What if the financial assurance is less than the cost of improvements?  Does the local government have to complete the infrastructure?  The statutory purpose and authority of a performance guarantee is for the developer to insure the completion of required improvements related to a subdivision approval.  A performance guarantee should not create an obligation upon the local government to expend funds beyond the guarantee.  That said, local governments should have standards in place from the start to ensure that adequate guaranteed funds are available if needed.

What are the rights of third parties?  It will depend on the facts of the case and the terms of the guarantee, but third-parties will need clear authority and distinct interests to have a claim.  Funds from a subdivision financial assurance cannot be used to pay contractors for work already completed—the statutory authorization for performance guarantees does not include payment bonds.  In re Versant Properties, LLC, 1:10CV98, 2011 WL 1131057 (W.D.N.C. Mar. 25, 2011)(not reported).  A property owners association may have a recognizable interest, but it will depend on the facts. Consider the federal district court’s ruling in a recent North Carolina case.  The court initially allowed an association to intervene as having interests adverse from the county based on the association’s intent to assert a claim of declaratory relief to ensure that any funds secured from the bonds would be used for infrastructure in the subdivision.  However, when the association failed to make that claim, the court granted the defendant’s motion to dismiss the association.  The court looked at the terms of the ordinance and contract to find that the association lacked adversity in interest and lacked a claim of breach of contract as a third-party beneficiary, among other findings.  Rutherford Cnty. v. Bond Safeguard Ins. Co., 1:09CV292, 2011 WL 809821 (W.D.N.C. Mar. 2, 2011).

A separate question is this: Does a local government have authority to assign rights from a performance guarantee? There is no express statutory authority to assign the rights to third parties, but it may be reasonably necessary and within the contracting rights of a local government.  Consider a county that has called a subdivision performance bond for incomplete subdivision streets.  If that money had been obtained as a fee-in-lieu of construction, the county would be required to transfer the funds to a municipality to develop the roads.  NCGS § 153A-331(c).  A similar transfer may be reasonably necessary and appropriate for funds called from a performance guarantee.  And, as noted above, “[p]arties entering into public performance bond are free to contract for any terms they so desire.” Cnty. of Brunswick, 425 F. App’x at 192.

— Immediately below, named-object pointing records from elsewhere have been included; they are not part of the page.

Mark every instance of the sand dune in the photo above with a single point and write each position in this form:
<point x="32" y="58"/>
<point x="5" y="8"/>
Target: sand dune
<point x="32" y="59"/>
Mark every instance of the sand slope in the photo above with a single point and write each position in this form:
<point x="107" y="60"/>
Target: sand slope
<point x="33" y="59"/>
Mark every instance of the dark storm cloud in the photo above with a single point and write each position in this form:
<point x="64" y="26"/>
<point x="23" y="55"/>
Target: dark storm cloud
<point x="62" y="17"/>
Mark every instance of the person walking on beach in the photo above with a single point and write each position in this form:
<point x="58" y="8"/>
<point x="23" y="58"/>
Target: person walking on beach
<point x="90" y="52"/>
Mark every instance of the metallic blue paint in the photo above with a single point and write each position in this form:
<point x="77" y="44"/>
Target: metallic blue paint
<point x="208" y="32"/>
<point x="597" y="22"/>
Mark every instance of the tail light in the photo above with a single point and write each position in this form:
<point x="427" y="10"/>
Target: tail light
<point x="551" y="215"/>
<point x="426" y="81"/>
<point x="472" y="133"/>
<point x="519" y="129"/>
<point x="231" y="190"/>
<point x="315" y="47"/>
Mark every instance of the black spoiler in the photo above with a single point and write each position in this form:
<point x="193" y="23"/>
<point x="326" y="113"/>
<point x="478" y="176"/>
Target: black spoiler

If the financial assurance is called and used for construction, is that subject to bidding requirements?  This is an interesting question and the answer will depend upon how the financial assurance is called and the construction contract is structured.  Generally it is the expenditure of public funds on a contract for construction that triggers bidding.  If the public entity calls the financial assurance and contracts for the construction, then it is subject to typical bidding requirements.  If the public entity calls the financial assurance and then contracts with a private entity (such as a subsequent developer) to complete the improvements, that too is subject to bidding—it is a contact for construction using public funds.  If the financial assurance was structured to go directly to the homeowners association, the association’s contract for construction may not be subject to bidding requirements.  If costs are less than $250,000 the local government may be able to avoid bidding requirements by structuring the transfer of funds as a reimbursement agreement under G.S. 160A-499 & -320 or G.S. 153A-451 & -280.  My colleague Frayda Bluestein has explored related (but distinct) topics of private funds and public construction here.

Conclusion

Performance guarantees allow local governments to assure timely completion of required subdivision improvements.  Courts enforce the terms of the contract, so it is critical to get proper provisions in place from the start.  Moreover, the practical considerations of administration and enforcement will benefit from clear ordinance and contract standards.